Das mit der Implementierung des IIP betraute Unternehmen Henley & Partners, mit Sitz auf der britischen Kanalinsel Jersey, berechnete in diesem Zusammenhang im Jahr 2012, dass für die kommenden Jahre von jährlich 200 bis 300 Bewerbungen auszugehen ist, eine Vermutung, deren Höhe zwischenzeitlich aber mehrfach übertroffen wurde. Malta nahm im Jahr 2014 zwar das formelle Erfordernis eines Wohnsitznachweises in seine aufenthaltsrechtlichen Bestimmungen auf, sah in praxi diese Anforderung aber als erfüllt an, wenn der Antragsteller eine Aufenthaltsgenehmigung für den Aufenthalt in Malta erhält, selbst wenn er dort keinen Wohnsitz unterhält, sondern gegebenenfalls Nachweise über Spenden an gemeinnützige Einrichtungen in Malta, eine Mitgliedschaft in einem örtlichen Sportverein uam., vorlegt.

Trotz des entlarvenden Berichts des TV-Senders Al Jazeera (“The Cyprus Papers”) von Mitte Oktober 2020, der eine Fülle von Mißständen dokumentierte, hat Malta angekündigt, sein bisheriges Investitionsmodell für Pässe beibehalten zu wollen. Man sei der “Gold Standard – das sicherste Passprogramm der Welt”.[6] Besondere Aufmerksamkeit erhielt der maltesische Passhandel aber durch die Ermordung der maltesischen Journalistin Daphne Caruana Galizia – die zu korrupten Geschäften der maltesischen Regierung recherchiert hatte – am 16. Oktober 2017 durch eine Autobombe, wobei deren Berichterstattung immer wieder um das maltesische Passverkaufsprogramm kreiste.[7] Die ZEIT berichtete ausführlich darüber, wie zentral dieses Programm für den Sumpf aus Korruption und Geldwäsche in Malta ist.[8]

Zypern

Was hingegen Zypern betrifft, so bietet dieses mit seinem Programm “Staatsbürgerschaft durch Investititon” (Citizenship by investment) einen ähnlichen Anreiz zum Erwerb seiner Staatsbürgerschaft. 2011 führte Zypern ein “Citizenship-by-Investment-Programme” ein, das ausländischen Investoren für den Fall einer Investition in Zypern, in Höhe von mindestens 2 Mio. Euro, den automatischen Erwerb der zypriotischen Staatsbürgerschaft sichert. Drei Monate nach erfolgter Investition bekommt der Investor seinen zypriotischen Pass ausgehändigt. Die Verleihung der zypriotischen Staatsbürgerschaft zieht keine Verpflichtung nach sich, in Zypern selbst Wohnsitz zu nehmen.[9]

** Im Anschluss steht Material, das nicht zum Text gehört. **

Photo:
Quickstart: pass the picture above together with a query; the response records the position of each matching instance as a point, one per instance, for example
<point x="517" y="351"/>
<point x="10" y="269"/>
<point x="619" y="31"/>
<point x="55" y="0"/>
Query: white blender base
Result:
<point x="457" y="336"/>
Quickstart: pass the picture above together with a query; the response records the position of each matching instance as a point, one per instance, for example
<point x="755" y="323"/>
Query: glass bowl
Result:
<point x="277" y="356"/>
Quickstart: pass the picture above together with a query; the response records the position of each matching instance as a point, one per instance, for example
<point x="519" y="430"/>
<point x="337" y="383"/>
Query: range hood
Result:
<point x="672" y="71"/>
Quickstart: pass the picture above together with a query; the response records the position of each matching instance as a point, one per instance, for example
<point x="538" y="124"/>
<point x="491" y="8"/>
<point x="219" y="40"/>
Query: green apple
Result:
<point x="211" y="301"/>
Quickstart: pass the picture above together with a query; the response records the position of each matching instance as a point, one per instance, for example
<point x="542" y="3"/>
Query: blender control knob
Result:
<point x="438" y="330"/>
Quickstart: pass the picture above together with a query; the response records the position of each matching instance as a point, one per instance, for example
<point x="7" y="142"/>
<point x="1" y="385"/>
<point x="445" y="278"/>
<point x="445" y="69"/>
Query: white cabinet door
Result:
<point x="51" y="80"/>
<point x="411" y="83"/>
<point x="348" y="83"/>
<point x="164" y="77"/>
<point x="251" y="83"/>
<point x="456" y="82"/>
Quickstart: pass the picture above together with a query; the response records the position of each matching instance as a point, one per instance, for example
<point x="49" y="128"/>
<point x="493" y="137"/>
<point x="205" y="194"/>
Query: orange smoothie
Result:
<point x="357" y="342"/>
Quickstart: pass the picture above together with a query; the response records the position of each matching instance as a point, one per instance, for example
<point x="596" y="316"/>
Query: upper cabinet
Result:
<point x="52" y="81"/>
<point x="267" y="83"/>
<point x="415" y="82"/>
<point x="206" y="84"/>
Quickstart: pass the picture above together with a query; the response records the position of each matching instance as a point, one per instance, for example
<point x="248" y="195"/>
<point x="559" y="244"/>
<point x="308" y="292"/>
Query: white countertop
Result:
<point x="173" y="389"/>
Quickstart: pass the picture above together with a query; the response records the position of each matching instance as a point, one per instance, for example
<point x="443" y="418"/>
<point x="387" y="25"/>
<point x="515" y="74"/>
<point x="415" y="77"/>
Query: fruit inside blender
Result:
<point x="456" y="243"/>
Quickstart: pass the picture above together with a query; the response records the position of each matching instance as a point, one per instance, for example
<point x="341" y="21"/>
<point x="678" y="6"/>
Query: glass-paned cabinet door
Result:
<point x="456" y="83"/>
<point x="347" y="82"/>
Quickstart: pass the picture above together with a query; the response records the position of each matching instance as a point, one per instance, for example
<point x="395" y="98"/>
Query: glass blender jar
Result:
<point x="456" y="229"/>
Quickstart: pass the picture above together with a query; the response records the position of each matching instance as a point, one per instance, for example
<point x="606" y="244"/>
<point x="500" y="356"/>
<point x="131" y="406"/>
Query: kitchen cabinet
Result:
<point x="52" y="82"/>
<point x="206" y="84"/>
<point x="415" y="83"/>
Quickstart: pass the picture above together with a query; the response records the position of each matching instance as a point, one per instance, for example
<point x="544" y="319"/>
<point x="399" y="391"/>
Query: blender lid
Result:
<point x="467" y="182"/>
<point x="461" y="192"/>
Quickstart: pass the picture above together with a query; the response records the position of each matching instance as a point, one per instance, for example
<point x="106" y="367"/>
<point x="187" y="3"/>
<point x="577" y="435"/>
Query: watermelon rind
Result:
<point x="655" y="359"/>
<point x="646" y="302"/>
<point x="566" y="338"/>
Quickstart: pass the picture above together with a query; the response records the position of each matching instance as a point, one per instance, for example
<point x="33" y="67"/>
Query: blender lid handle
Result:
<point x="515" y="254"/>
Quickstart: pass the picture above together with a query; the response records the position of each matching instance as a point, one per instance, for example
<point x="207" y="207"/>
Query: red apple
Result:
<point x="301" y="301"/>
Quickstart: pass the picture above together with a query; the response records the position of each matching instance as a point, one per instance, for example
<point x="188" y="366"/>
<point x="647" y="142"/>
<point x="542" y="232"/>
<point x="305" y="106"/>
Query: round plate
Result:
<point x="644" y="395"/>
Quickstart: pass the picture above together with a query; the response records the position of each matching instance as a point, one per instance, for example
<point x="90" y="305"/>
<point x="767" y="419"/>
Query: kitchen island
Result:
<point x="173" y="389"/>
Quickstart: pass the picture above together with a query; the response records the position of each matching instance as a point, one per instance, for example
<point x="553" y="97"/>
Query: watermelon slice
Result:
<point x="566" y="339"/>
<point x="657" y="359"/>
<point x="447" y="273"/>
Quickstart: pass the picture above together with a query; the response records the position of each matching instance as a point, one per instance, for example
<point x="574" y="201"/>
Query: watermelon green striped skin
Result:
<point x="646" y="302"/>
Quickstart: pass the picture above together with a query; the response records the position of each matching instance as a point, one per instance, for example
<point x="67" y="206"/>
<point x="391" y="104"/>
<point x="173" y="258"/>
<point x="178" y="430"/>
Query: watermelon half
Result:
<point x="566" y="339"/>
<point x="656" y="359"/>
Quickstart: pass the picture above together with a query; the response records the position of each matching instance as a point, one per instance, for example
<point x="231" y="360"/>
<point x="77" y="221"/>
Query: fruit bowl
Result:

Das Programm wurde in der Folge mehrfach modifiziert. So verkündete der zypriotische Präsident Nicos Anastasiades am 24. Mai 2013 den Beschluß seiner Regierung, dass Zypern allen Ausländern, die mindestens 3 Mio. Euro durch die Zeichnung zypriotischer Staatsanleihen im Zuge der “bail-out”-Übereinkunft zur Behebung der Finanzkrise[10] verloren hatten, den Erwerb der zypriotischen Staatsbürgerschaft anbiete. Am 25. Juli 2019 verabschiedete das zypriotische Parlament wiederum eine Verschärfung dahingehend, dass eine einmal vergebene Staatsbürgerschaft – ua für jene “high risk”-Personen, die ein schweres Verbrechen begangen haben, von Interpol gesucht oder von Sanktionen betroffen sind, die in den letzten zehn Jahren seit Erhalt des zypriotischen Passes verhängt wurden – wieder zurückgenommen werden kann.[11]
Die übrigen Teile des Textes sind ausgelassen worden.